Vaun thinks of Roker and Ultian Command, of their hatred and fear and what they did to Prior. He also remembers the crew of the shuttle—his crew, foully murdered. Neither side in this war will recognize the other as human.
Yellow has apparently finished; Abbot takes up the argument from the center of the floor. “Do you regard yourself as inferior to a random, Brother Vaun? You are superior to them in strength and wit and every talent. Do you have less right to life than one of them?”
“No.”
“They will not agree. Now answer me this: Had Prior arrived in your home village with a baby brother and asked that it be reared…Had he offered to pay for its food and upkeep and education…Would that child have been accepted and cherished as a random baby would be under the circumstances?” He pats the infant resting on his shoulder. As he turns to survey the audience, Vaun sees that the baby has been dribbling milk on Abbot’s shoulder, and for some reason ’that tiny detail hurts.

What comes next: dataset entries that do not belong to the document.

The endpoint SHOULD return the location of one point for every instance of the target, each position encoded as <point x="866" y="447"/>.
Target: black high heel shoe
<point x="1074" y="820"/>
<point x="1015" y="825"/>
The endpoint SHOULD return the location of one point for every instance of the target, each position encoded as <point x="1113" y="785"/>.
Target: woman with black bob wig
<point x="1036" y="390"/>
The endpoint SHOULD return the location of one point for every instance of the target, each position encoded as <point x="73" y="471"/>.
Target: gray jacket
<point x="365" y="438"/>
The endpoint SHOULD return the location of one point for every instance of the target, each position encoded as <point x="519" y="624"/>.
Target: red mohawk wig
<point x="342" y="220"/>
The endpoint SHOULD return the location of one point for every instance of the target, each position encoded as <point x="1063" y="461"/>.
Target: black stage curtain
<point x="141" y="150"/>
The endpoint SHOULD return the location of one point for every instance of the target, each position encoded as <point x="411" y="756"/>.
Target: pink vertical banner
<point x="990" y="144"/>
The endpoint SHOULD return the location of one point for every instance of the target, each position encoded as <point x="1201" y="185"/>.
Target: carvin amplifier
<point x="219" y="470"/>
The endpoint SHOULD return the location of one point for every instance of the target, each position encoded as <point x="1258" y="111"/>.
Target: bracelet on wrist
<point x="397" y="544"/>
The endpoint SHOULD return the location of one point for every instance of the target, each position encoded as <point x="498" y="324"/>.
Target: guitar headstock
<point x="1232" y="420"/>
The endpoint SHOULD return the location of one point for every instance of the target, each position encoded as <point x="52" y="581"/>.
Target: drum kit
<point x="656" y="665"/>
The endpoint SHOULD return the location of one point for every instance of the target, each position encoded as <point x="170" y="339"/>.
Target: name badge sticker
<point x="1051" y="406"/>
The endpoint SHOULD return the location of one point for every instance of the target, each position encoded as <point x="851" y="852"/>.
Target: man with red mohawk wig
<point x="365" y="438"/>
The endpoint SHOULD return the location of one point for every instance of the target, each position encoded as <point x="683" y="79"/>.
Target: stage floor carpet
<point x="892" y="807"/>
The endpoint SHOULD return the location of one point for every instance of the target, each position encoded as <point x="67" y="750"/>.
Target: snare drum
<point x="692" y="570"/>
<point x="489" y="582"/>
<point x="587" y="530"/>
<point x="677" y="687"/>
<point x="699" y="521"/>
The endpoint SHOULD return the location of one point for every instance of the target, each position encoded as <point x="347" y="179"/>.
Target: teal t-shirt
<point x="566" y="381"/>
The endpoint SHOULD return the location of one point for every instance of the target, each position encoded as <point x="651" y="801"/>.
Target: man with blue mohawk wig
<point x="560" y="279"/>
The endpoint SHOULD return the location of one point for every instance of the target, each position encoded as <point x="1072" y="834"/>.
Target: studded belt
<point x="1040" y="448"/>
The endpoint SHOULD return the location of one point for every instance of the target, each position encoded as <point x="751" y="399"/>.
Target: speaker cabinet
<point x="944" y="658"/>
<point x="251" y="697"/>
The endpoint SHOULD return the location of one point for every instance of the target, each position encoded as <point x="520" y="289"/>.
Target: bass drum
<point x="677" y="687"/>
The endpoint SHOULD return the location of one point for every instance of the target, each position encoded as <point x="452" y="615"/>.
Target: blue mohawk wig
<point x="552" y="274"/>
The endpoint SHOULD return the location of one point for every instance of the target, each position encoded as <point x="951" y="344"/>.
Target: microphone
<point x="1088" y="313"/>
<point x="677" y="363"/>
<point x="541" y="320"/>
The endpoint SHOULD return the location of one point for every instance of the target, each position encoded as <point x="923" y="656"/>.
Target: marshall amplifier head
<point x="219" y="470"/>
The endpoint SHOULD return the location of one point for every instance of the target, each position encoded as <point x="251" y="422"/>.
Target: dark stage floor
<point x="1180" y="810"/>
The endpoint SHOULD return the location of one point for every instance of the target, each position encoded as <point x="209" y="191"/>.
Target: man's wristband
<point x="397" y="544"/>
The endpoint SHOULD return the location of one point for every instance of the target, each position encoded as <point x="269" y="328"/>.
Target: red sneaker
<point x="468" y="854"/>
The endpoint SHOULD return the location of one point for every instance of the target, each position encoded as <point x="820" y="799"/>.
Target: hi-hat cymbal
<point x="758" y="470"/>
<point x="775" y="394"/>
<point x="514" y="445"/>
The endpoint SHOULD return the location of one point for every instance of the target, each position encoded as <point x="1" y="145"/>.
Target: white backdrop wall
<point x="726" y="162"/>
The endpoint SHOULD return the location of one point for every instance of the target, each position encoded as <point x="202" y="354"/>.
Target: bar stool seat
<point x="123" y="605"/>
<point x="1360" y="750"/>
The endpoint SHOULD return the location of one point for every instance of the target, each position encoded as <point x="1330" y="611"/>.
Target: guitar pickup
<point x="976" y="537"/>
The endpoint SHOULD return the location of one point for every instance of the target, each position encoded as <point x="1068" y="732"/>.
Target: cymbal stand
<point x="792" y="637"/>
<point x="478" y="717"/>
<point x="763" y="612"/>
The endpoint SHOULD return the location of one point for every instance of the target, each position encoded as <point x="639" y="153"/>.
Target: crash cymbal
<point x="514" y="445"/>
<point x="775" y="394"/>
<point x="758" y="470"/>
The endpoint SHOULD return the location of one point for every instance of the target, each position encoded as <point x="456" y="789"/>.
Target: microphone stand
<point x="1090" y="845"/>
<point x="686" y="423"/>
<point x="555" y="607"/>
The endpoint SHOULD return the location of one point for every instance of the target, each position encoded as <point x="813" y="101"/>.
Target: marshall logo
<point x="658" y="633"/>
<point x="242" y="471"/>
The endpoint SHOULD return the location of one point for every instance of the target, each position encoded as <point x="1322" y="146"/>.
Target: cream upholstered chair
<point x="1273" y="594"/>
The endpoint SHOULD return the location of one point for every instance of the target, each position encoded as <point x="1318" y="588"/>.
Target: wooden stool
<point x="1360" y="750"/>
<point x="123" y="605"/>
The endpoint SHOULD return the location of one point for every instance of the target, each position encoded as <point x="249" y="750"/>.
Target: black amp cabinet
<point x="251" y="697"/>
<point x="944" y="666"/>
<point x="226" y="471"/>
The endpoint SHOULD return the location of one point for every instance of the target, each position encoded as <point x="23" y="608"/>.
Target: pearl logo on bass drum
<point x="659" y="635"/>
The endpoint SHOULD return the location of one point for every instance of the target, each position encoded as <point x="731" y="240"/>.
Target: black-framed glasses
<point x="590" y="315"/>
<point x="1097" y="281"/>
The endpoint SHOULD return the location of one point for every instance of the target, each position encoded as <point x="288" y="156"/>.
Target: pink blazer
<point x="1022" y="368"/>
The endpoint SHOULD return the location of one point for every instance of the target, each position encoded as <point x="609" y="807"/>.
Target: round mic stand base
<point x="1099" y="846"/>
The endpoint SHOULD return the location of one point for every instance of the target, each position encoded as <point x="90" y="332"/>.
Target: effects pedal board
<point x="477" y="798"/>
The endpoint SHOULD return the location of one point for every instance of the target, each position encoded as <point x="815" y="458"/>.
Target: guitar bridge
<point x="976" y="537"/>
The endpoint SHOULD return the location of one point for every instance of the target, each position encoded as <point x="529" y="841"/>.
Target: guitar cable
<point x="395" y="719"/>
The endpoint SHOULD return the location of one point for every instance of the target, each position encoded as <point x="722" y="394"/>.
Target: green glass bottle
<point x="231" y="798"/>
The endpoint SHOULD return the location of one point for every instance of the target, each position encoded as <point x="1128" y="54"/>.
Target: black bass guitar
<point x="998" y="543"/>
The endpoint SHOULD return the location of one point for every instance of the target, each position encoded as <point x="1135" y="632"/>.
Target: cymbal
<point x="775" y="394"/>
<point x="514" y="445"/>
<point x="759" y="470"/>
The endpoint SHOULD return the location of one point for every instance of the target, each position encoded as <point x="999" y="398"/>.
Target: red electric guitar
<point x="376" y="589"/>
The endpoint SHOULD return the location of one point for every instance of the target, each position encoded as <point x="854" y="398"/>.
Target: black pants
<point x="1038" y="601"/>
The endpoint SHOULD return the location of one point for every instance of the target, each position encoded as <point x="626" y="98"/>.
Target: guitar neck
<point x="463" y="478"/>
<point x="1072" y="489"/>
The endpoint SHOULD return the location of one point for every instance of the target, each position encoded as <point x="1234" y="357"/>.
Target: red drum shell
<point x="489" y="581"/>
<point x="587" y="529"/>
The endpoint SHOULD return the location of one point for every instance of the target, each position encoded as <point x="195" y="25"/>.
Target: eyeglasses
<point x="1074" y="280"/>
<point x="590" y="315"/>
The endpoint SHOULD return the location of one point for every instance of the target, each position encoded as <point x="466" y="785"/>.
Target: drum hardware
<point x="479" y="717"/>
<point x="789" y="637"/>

“What had my mother…foster mother…done to deserve what he did to her?” he shouts angrily.
“Nothing. What had Prior done to deserve what happened to him?”
“He had committed a cowardly, brutal attack on a helpless girl!”
“Was that his crime? Is mind bleeding the usual punishment for rape?”
Vaun does not reply. The Patrol’s usual reaction to a charge of rape would be a fast cover-up.
Abbot answers his own question. “No, his crime was that he sought the continuation of his race, which was not the random’s race, and that they will never permit. They deny your right to exist and perpetuate your genes, Brother.”